CRAB-EDM: A Multi-Modal Underwater Crab-Inspired Robot With Temporally Sequenced Electro-Discharge Modulation

Abstract

Dielectric elastomer actuators (DEA) have emerged as promising candidates for underwater exploration due to their high energy density and flexibility. However, the accumulation of residual charges compromises actuation efficiency, and conventional single-mode discharge strategies struggle to balance dynamic responsiveness with locomotion stability. Therefore, we present CRAB-EDM, a multi-modal underwater soft robot inspired by crab locomotion and powered by temporally modulated electro-discharge control.

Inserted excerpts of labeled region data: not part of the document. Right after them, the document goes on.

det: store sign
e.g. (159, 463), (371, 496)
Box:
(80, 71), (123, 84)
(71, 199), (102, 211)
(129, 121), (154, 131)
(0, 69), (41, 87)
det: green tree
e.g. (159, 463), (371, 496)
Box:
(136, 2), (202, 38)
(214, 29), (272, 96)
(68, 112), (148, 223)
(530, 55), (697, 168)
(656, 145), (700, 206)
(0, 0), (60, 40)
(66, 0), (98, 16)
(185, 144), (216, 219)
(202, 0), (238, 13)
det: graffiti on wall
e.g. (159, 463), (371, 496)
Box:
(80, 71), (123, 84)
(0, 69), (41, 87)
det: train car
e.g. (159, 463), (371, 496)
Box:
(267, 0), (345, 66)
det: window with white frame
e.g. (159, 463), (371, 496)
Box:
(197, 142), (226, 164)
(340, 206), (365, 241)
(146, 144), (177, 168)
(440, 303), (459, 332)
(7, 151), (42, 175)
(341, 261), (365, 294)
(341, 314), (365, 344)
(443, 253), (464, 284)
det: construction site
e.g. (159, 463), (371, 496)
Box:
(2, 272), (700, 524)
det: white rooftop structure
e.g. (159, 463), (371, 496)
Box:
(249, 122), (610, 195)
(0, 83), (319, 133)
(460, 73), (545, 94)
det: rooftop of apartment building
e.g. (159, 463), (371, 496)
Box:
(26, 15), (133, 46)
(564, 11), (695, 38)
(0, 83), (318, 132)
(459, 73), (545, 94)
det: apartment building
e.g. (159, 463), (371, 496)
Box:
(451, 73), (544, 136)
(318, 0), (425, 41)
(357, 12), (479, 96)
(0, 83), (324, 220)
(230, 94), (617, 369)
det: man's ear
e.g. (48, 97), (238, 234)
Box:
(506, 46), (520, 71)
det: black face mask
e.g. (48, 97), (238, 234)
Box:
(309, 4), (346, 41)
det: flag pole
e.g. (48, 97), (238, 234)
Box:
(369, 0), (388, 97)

By integrating the distributed coordination mechanism of crab-like multi-foot motion with the electromechanical coupling behavior of DEA, we design a six-foot soft robotic architecture coupled with a tri-modal control framework: high-frequency fast discharge enhances dynamic actuation response, medium-frequency delayed discharge improves displacement-frequency synergy, and low-frequency coordinated discharge reinforces gait stability. Through ballast-limb coordination mechanism with a multi-modal control strategy, the nine-gram robot demonstrates versatile behaviors such as turning, jumping, and overing obstacle. Experimental results validate that the synergy between bio-inspired morphology and residual charge modulation significantly improves locomotion efficiency and terrain adaptability, offering a low-noise, highly adaptable solution for constrained underwater exploration.